Superlawyer, big heart included.


The director of this film, Yash Chopra, is known as the master of romance in Bollywood. Like Lata Mangeshkar, he's been making these films for decades and so you're guaranteed a good level of quality. A story as painfully cliché and trite as this one could have been seriously mishandled by someone else, but Chopra presents the story so efficiently and smartly that we even caught ourselves thinking, "This is the best Romeo and Juliet adaptation we've ever seen!" (It's not really an adaptation, it was just that good at what it did.)

Part of the film's success can also be attributed to the leads' charisma. We all know how magnetically charming Shah Rukh Khan can be as a young man, and how satisfyingly melodramatic he can be as an old man. Weep, my child, weep! But Preity Zinta matched and even outdid him in terms of sheer force of personality. Yay for girl power. In fact, that's where the Romeo and Juliet parallels come in - apart from the whole insta-star-cross'd lovers from the wrong sides of a divide, they also have that same mix of forceful confidence and helpless vulnerability. They are just bad-ass, 's all we're sayin'.

The music is all lovely, and the songs in the Punjab are particularly enchanting. Can such a paradise really exist?! Amitabh Bachchan brings his usual colorful booty-shaking to the role of the fun-lovin', rough-yet-kind, boozin' patriarch of rural development, and we just want to say, "Let the man dance!"

Our only criticism is the phenomenal final song, Tere Liye, is basically ruined by one, major mistake Chopra made. We're not posting it, it was so bad, but you can dare to watch it yourself. You'll see what we mean. Oy vey.

In the meantime, the best song.


The bit when the 'ghosts' sing to each lover is genius. GENIUS.




The Pakistani girl, the Indian boy.


Read a better-informed review, listen to the soundtrack, or just ogle Shah Rukh Khan.

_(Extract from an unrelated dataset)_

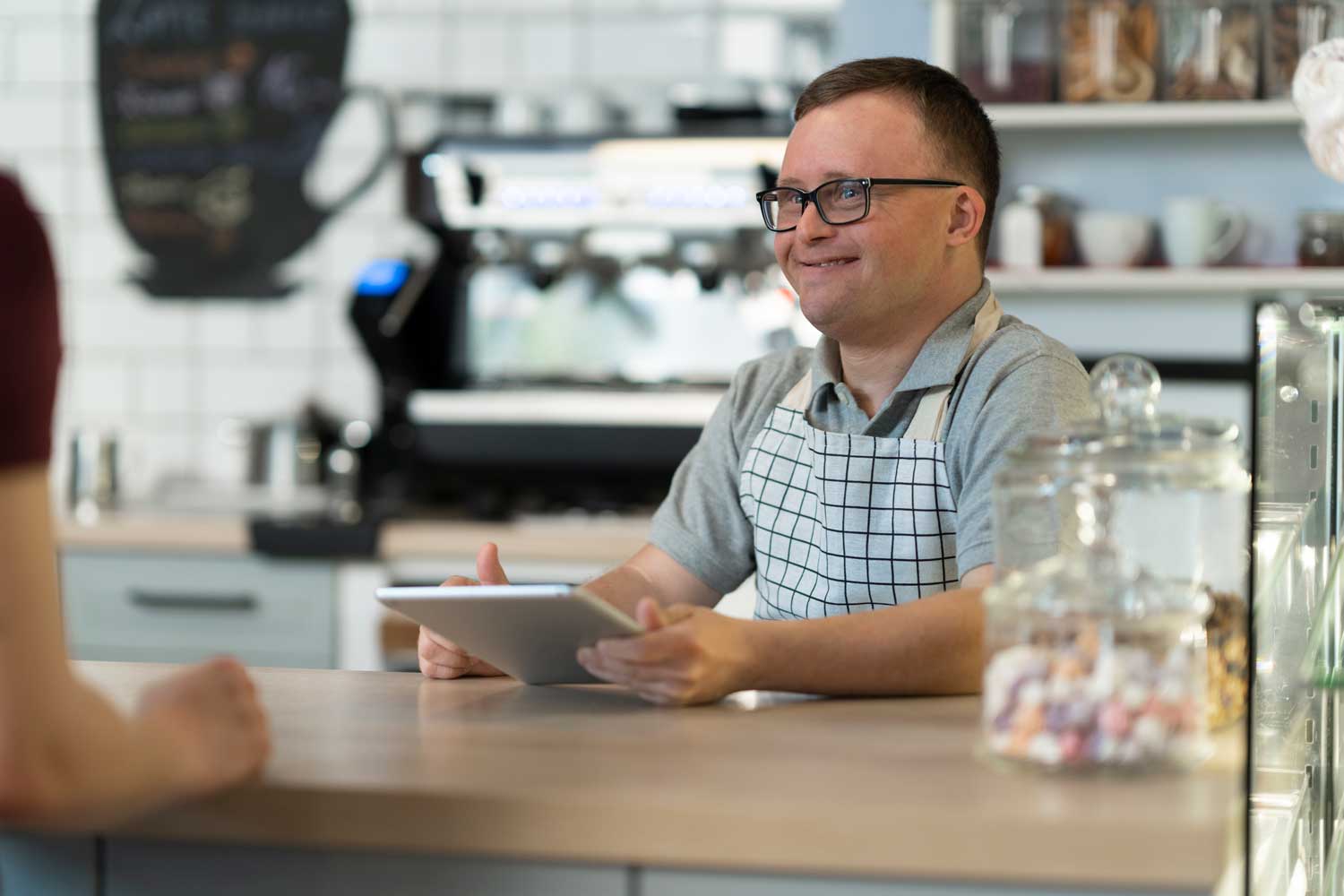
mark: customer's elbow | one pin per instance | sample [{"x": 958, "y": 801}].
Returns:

(Oh yeah, and our favorite bit was as the credits rolled, and the elderly Veer-Zaara frolicked through the Punjab, reunited at last, with Veer looking disconcertingly like a kindly hobo. Awww. Oh yeah, again, and there's another excellent use of Sufi qawwalis during one scene; look out for it.)

4 comments:

ajnabi said...

I am putty in Chopra's hands. Seriously, I am a fool for this movie. After I read this review I went back and rewatched the ending but didn't see what the mistake was! Am blind, perhaps, or blindED by lurve for the SRK/Preity jodi here. Hmmm.

~^~*~ k!r@n ~*~^~ said...

someone care to fill me in on chopra's big mistake?

Anarchivist said...

I'm mid-Veer-Zaara -- slightly past the intermission, and I had to take a break because I was already getting all weepified and emotionally wrought. I don't think I can take another hour! But to the point that I've watched, you're spot on.

Q Leo Rahman said...

It was a sweet and nostalgic love story, with baeutiful music from the late Madan Mohan. The only thing I felt off was the antagonistic character.